Australian authorities were rushing to find the source of a mysterious COVID-19 infection in Sydney on Thursday, the first locally transmitted case in the city in more than a month, warning residents to prepare for more cases.
Health officials are baffled by the case of a man in his 50s who tested positive on Wednesday, given he had no known connection to high-risk jobs or people.
The New South Wales (NSW) State Department of Health has issued an alert naming more than a dozen places in Sydney visited by the unidentified man in recent days, including restaurants, cafes and shopping centers.
Authorities have also asked thousands of residents of the city’s center-west to look for tests for any mild flu symptoms after fragments of the coronavirus responsible for COVID-19 were detected in the sewer system used by several. suburbs.
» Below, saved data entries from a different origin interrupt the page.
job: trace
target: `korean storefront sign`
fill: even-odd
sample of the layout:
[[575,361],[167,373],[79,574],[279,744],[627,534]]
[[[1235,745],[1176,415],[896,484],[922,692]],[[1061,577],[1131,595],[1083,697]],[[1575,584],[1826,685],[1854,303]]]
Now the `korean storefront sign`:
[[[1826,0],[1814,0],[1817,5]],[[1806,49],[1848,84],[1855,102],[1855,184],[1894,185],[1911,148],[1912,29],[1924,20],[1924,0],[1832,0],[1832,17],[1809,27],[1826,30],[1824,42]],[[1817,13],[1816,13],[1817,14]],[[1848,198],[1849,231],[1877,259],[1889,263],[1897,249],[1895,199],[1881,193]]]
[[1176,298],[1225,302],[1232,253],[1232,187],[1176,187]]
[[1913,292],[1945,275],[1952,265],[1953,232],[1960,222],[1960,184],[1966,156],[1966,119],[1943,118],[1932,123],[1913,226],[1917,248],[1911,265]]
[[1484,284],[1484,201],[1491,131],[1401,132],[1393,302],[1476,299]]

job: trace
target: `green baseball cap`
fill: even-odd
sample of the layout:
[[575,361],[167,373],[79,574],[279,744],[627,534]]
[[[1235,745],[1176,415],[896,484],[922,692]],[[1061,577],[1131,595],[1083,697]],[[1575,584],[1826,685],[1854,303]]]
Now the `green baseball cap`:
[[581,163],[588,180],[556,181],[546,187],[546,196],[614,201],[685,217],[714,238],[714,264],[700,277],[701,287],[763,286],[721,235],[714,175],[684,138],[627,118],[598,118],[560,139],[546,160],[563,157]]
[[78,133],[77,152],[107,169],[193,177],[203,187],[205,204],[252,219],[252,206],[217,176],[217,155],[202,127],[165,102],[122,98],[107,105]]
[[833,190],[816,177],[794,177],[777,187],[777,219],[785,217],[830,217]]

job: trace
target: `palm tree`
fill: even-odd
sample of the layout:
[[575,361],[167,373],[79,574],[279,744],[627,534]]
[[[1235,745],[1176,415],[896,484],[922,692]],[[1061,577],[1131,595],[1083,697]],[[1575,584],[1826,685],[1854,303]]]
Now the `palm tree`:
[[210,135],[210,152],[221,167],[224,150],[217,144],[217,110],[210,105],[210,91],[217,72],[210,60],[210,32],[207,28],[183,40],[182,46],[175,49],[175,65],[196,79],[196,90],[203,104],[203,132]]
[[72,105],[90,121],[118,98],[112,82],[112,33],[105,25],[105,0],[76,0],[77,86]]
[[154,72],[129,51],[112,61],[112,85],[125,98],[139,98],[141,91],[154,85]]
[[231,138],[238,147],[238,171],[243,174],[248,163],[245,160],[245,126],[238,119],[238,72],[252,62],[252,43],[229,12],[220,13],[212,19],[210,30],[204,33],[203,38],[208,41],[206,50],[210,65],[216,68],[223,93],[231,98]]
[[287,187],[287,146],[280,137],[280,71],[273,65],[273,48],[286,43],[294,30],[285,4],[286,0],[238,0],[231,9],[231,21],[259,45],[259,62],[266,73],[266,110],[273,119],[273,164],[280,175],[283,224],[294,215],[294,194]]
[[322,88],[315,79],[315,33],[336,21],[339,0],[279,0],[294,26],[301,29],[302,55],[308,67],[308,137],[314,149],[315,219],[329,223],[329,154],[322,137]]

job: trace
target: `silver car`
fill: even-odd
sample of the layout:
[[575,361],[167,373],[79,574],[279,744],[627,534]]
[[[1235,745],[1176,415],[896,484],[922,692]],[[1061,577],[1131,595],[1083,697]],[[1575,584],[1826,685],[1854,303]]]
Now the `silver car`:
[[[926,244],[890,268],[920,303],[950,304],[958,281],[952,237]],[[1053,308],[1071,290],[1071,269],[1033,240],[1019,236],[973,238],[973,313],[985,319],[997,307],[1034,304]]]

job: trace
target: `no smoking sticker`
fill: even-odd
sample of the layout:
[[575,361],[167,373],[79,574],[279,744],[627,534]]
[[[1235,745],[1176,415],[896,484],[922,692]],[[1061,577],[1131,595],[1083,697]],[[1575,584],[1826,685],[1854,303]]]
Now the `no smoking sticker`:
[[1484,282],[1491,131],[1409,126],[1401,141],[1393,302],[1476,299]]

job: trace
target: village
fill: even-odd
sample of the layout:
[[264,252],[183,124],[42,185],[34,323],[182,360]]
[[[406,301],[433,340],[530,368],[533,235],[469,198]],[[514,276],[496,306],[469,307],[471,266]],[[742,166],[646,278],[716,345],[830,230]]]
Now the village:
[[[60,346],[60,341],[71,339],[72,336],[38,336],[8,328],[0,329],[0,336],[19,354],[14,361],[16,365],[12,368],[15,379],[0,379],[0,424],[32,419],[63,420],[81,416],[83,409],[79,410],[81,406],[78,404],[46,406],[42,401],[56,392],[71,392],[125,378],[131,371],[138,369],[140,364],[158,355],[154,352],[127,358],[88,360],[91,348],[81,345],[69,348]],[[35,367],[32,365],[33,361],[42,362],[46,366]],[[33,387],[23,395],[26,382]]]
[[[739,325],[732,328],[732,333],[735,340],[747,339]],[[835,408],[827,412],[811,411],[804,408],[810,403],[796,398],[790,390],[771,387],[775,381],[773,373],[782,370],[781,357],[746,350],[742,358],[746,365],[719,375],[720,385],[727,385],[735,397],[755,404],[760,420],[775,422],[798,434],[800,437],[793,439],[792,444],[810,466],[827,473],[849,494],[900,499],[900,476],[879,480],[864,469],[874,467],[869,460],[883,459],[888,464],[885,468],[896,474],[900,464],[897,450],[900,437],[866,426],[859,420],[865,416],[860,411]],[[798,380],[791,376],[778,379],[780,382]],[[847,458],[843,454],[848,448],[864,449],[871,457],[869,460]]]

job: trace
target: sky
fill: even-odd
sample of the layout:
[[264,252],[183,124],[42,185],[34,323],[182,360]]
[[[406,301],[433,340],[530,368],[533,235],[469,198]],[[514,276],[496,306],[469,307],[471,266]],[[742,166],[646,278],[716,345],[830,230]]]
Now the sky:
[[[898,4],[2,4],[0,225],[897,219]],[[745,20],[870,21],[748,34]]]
Tests on the infected man showed a higher viral load than that typically seen in those infected, potentially increasing the risk that the man has spread the disease, the health department said. Deemed contagious since April 30, it was the first case reported in New South Wales since March 31.
NSW Treasurer Dominic Perrottet went into isolation Thursday after visiting a restaurant at the same time as the infected person, classifying him as a close contact, his office said. Perottet, who attended a state parliament session on Wednesday, tested negative.
Authorities are looking into whether the mystery case is genetically linked to anyone in the quarantine system or to cases in other states, and are also checking which variant of the virus is involved.
Rapid tracing systems, movement restrictions and border restrictions have largely curbed the spread of COVID-19 in Australia, which has recorded 29,865 cases and 910 deaths since the start of the pandemic.
The federal government is currently under pressure to overturn a temporary travel ban for travelers, including its own citizens, from COVID-ravaged India. Australia has blocked all direct flights from the country until May 15.
A report in the Sydney Morning Herald newspaper Thursday, citing unidentified sources, said at least two repatriation flights would be sent to India each week from the middle of this month to bring home around 9,000 Australians.
Prime Minister Scott Morrison, however, said the situation would be reviewed after May 15.
“We’re not going to commit to it at this time,” Morrison told radio station 3AW on Thursday.